Six Nile basin countries signed a deal last year for a more equitable distribution of water shares and that would strip Egypt of its veto over hydro-power projects upstream.

Egypt is now confronted with new realities as an independent South Sudan is born.

The new state has not declared its stand on Nile waters but analysts say it is likely to join East African allies pushing to seal the new treaty, heightening fears in Cairo that water scarcity thought as early as 2017 will come even sooner.

Following are key facts on the Nile and its water:

THE NILE RIVER

The Nile, whose name comes from the Greek word “Nelios,” meaning river valley, is the longest river in the world.

The Nile stretches some 6,695 km (4,184 miles) from Lake Victoria to the Mediterranean, and covers an area of at least 3,349,000 square kilometers.

SOURCES

The Blue Nile rises in Ethiopia and provides 85 percent of the overall flow of the river. Flowing north from Kenya’s Lake Victoria, Africa’s largest lake, the White Nile runs through Uganda and into Sudan, where it meets with the Blue Nile at the Sudanese capital Khartoum. The Nile flow north toward Egypt.

NILE BASIN COUNTRIES

The 10 Nile Basin countries are Burundi, Democratic Republic of Congo, Egypt, Eritrea, Ethiopia, Kenya, Sudan, Rwanda, Tanzania and Uganda. South Sudan is the 11th riparian state.

Mountainous Burundi, Uganda, and Tanzania get relatively high rainfall, along with Democratic Republic of Congo and Rwanda, which also have abundant water resources.

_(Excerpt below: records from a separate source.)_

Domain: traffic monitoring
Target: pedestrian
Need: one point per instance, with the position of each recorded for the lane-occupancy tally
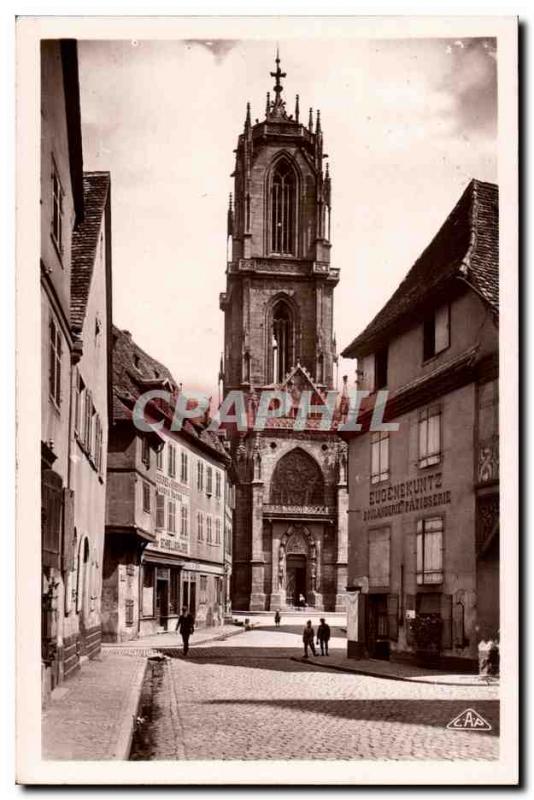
(308, 636)
(323, 635)
(186, 626)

Just a 10th of semi-arid Kenya is within the basin, but Nile waters support about 40 percent of Kenya’s population.

Ethiopia and Eritrea both have high rainfall, but it is typically seasonal and lasts for only four-months of the year.

Eritrea’s contribution to the Nile river’s runoff is very small and it is the only country out of the 10 that is not a member of the Nile Basin Initiative, a World Bank-sponsored program set up to help manage Nile waters.

Eritrea is not participating in the initiative nor is it involved with the new pact.

The Nile River flows through six of the world’s poorest countries, home to over 300 million people, the majority of whom live in rural areas.

THE 1929 NILE WATERS AGREEMENT

This agreement was signed between Egypt and Britain, which represented at the time Uganda, Kenya, Tanganyika (now Tanzania) and Sudan. The document gave Cairo the right to veto projects higher up the Nile that would affect its water share.

THE 1959 AGREEMENT BETWEEN EGYPT AND SUDAN

This accord between Egypt and Sudan, supplementing the previous agreement, gave Egypt the right to 55.5 billion cubic meters of Nile water a year and Sudan 18.5 billion cubic meters per year.

Both the 1929 and 1959 agreements have created resentment among other Nile states and calls for changes to the pact, that have been resisted by Egypt. It is not clear if Egypt will change that position with a new, elected government.

RAINFALL ON THE BASIN

The Nile Basin receives annual average rainfall of about 650 mm (26 in), some 10 percent of what Europe’s Rhine Valley gets.

Poor water management is a problem in the basin. An average of up to 30 percent of the region’s rainfall is lost before it can be put to productive use.

Egypt, with rainfall close to zero except for along the Mediterranean coast and some parts of the Sinai Peninsula, gets almost 90 percent of its water needs from the river.

USES

Agriculture accounts for at least 80 percent of all water consumption in the basin. Experts call for better and more integrated use of water resources, saying many countries have been slow to adopt improved irrigation techniques.

The most common method remains flood irrigation, which has been found to be inefficient and wasteful.